Unas palabras muy duras, pronunciadas con desprecio, le ordeno que dejara de usar esas braguitas de niña pequeña con las que ella se sentía cómoda, le mostró su nueva lencería, tangas de finos cordeles y sostenes de encaje, algunos de ellos eran transparentes.

– Así estarás sexy siempre que te desee.

Le coloco un conjunto y la acerco al espejo

– Ves lo guapa que te ves, quiero que desde hoy siempre estés así para mí.

Se lo quito con desesperación, comenzó a juguetear con su clítoris y en vago intento por excitarla, la fue besando y se aventuro a juguetear con su lengua en la entrepierna de ella. Introducía dos dedos y le susurraba al oído obscenidades. Llegado un momento no quiso contenerse mas y comenzó a envestir a la muchacha, fue muy rudo, el primer embate forzado y sin apenas lubricación desgarro a la niña que comenzó a llorar desesperada. La sangre de su virginidad desgarrada se extendía por la sabana impregnando el colchón y el animal que la estaba sometiendo no se compadecía de ella y seguía bombeando desesperado. Hasta que acabo dentro de ella, la desato y la giro, volvió a comenzar de nuevo sin compasión y volvió a vaciarse en ella, continuo toda la noche tomándola las veces que le apeteció; y al día siguiente cuando Caire quiso levantarse no fue capaz, le dolía todo el cuerpo, sobre todo la zona afectada. Rick la tomo en brazos, la llevo al baño la ayudo a lavarse y vestirse. La monto en el coche y la abandono en la puerta de su casa.
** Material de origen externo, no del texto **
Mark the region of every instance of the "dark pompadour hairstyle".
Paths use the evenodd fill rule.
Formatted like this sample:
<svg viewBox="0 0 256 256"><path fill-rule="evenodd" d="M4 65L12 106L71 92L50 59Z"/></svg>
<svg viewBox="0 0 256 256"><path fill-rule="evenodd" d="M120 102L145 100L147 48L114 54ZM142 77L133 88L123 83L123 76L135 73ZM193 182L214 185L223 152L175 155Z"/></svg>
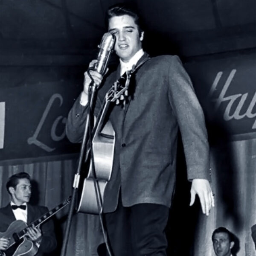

Semi inconsciente, Caire logro arrastrarse hasta la puerta y llamar antes de caer desmallada, cuando su madre la recibió no deseo ir al medico, no permite que ningún hombre se le acerque, ni su padre. Muchas más veces en los lavabos del colegio Rick a logrado acorralarla y tomarla cuando ha querido en más de una ocasión como aquella noche. Pero eso acabara pronto, dentro de unos meses ella dejara de ser atractiva, empezara a notarse la barriga; además al terminar el curso se ira lejos muy lejos con su familia y tal vez consiga olvidarlo todo con la ayuda de un psiquiatra. Aunque Rick pretende perseguirla allá donde este, no encontrara un lugar donde huir de el.